DE L'ART DE RETOMBER SUR SES PATTES - Non, il n'y aura pas de nouveaux prélèvements en 2014. Ou presque.
Invité d'Europe 1 ce 25 février, Jérôme Cahuzac s'est trouvé dans une position délicate : comment expliquer les propos de François Hollande tenus l'avant-veille et annonçant de possibles "prélèvements supplémentaires subsidiaires" en 2014 pour boucler le budget ? Comment, surtout, justifier cette annonce alors qu'il avait promis le contraire un petit mois plus tôt ?
Comme le rappelle Laurent Guimier dans le Vrai-Faux de l'Info sur Europe 1, Jérôme Cahuzac s'est en effet engagé le 6 janvier à "ne pas demander davantage" et à pratiquer une politique de "stabilité fiscale" dès 2014 et ce pour tout le reste du quinquennat. Même promesse en septembre 2012, en ces termes :
L’effort fiscal nous le demandons en 2013, il n’y aura pas d’effort fiscal demandé ensuite car le président de la République s’est engagé à la stabilité fiscale.
Les impôts, ils augmentent en 2013 et ensuite il faut la stabilité fiscale car les agents économiques ont besoin de cette visibilité.
Les impôts n'augmentent qu'en 2013, pas de "nouvel effort fiscal" par la suite ... Que penser alors des "prélèvements supplémentaires subsidiaires" envisagés par François Hollande ?
Pour ne pas laisser croire au revirement, Jérôme Cahuzac va user de toute la subtilité politico-économique possible. En substance : les impôts levés en 2014 ne seront qu'un prolongement de ceux levés en 2013.
Une manière d'assurer la stabilité fiscale promise en demandant un effort fiscal ... constant. L'exceptionnel devient alors la norme.
En 2013, il y a eu cinq à six milliards d’impôts levés qui ne le seront pas en 2014, car ils ne pouvaient l’être qu’une seule année.
Si nous ne faisons rien de plus en matière de fiscalité, il y aurait cinq à six milliards d’euros d’impôts de moins en 2014.
C’est une nouvelle que j’aimerais annoncer aux Français mais la situation financière de la France ne permet pas de nous priver de ces milliards d’euros de recettes.
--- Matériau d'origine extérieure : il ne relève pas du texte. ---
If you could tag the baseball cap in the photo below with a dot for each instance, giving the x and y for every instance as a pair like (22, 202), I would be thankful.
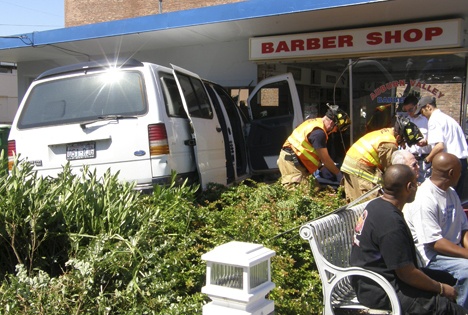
(423, 102)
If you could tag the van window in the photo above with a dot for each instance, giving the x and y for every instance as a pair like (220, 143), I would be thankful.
(196, 97)
(172, 98)
(84, 97)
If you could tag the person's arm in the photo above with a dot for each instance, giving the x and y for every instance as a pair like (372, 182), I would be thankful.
(418, 279)
(327, 160)
(439, 147)
(445, 247)
(465, 239)
(385, 151)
L'astuce étant un peu complexe, Jérôme Cahuzac va s'employer durant le reste de l'interview à être plus clair :
Ce que je tente de vous expliquer, c’est qu’à partir du moment où, en 2014, nous n’aurons pas, toute chose égale par ailleurs, les six milliards d’euros d’impôts que nous aurons eu en 2013, il faudra évidemment en 2014 obtenir cette recette. (...)
On ne peut se permettre d’avoir six milliards d’euros de recette en moins par rapport à 2013, il faudra donc les trouver. (...)
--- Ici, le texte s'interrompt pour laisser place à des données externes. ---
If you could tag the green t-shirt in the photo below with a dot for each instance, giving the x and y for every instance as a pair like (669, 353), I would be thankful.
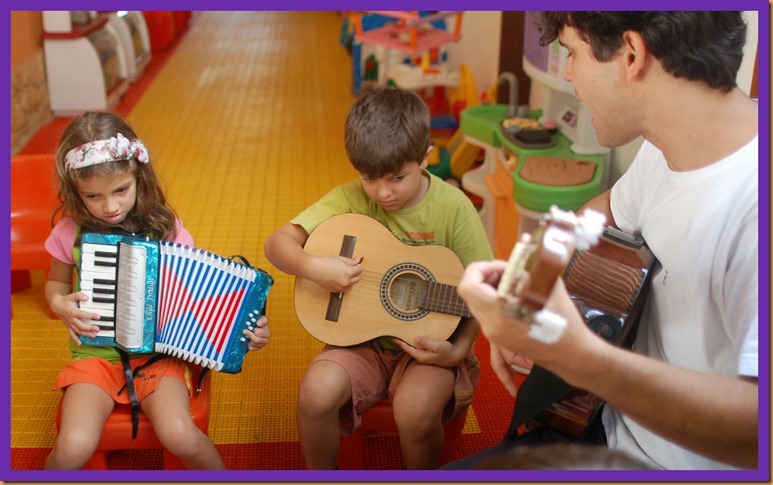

[Ce sera] pour compenser [les recettes] qui manquent en 2014 et déjà prélevées en 2013.
Et Jérôme Cahuzac de conclure que "la stabilité fiscale impose de trouver six milliards d'euros supplémentaires". Mais qu'il ne s'agit surtout pas d'impôts "nouveaux", juste d'un prolongement :
Ce ne sont pas des impôts nouveaux, c’est un prélèvement obligatoire stable !
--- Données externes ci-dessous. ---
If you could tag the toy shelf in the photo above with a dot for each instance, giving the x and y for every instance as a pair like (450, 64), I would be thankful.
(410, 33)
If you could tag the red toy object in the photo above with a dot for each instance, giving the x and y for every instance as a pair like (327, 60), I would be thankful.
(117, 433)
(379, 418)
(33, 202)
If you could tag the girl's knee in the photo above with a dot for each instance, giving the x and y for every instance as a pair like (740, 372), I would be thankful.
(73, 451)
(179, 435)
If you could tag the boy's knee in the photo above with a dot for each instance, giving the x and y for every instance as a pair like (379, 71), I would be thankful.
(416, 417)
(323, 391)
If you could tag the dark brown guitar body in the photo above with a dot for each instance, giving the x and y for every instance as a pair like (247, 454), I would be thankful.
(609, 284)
Le ministre du Budget parvient ici à retomber sur ses pattes en jouant sur le concept de "stabilité fiscale". Il parvient surtout à faire oublier sa promesse initiale de limiter l'effort fiscal à 2013. Dans sa nouvelle version, les milliards levés en 2014 sont priés de s'aligner sur ceux levés en 2013, et ce tant que la croissance n'est pas revenue.
A NOTER :
En donnant le chiffre de six milliards d'euros de recettesà trouver en 2014, pour s'aligner sur 2013, Jérôme Cahuzac va nettement plus loin que François Hollande qui n'a évoqué que des "prélèvements subsidiaires". Le 23 février, le chef de l'Etat a en effet préféré insister sur les "économies"à réaliser en 2014, les impôts ne devant être, d'après lui, que secondaires.
BONUS TRACK :
Jérôme Cahuzac s'est exprimé la voix cassée au micro d'Europe 1 ce 25 février. Jean-Pierre Elkabbach le lui fait remarquer puis s'enquiert de la raison : "Vous êtes allé voir un match ... foot ou rugby ? A Londres ?"
Après avoir souligné sa "préférence" pour le rugby, Jérôme Cahuzac acquiesce:
Il y avait un match de rugby intéressant à Londres en effet.